NASA astronauts aboard the International Space Station (ISS) have recently been successful in reaping their first harvest which was none other than red romaine lettuce leaves. The vegetables were reportedly grown using a plant growth system on board the ISS. This method was part of the space agency's technique called "cut-and-come-again." NASA authorities have explained that their team had been constantly trying to determine if the vegetable is a viable source of fresh food that can be grown and eaten in space.
Space Lettuce In NASA's Menu
In one of NASA's statements revealed by the International Business Times, the "cut-and-come-again" has been noted as a repetitive harvest technique in which a selection of leaves can be harvested for a bit of fresh lettuce and possibly science samples. The technique's aim was found to target the improvement of crop yield that is being grown in the micro-gravity environment of space, where plant roots grow every which way, making it excruciatingly difficult for them to absorb the nutrients and water they need to survive.

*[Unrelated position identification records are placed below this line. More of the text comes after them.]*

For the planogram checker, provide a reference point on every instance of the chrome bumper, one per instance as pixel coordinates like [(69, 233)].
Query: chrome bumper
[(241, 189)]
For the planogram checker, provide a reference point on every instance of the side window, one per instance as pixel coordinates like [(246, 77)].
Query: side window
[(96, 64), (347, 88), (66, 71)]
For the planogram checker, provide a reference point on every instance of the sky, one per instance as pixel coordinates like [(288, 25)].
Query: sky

As per CNet, earth-based Veggie project manager Nicole Dufour explained that during their first week of life, the small seedlings were getting too much water. Allegedly, it was found that NASA's very own "space gardener" Shane Kimbrough has successfully harvested several batches of fresh lettuce, while carefully tending the tiny plants and troubleshooting their moisture and nutrient needs along the way.
Ultimately, with the use of the said technique, NASA expects a total of four harvests of red romaine lettuce. It was found that the yields from these harvests will be split between samples for science return and crew consumption. Furthermore, Dufour adds that the repetitive harvest allows us to provide more food for both the crew and for science, so it's a win-win situation.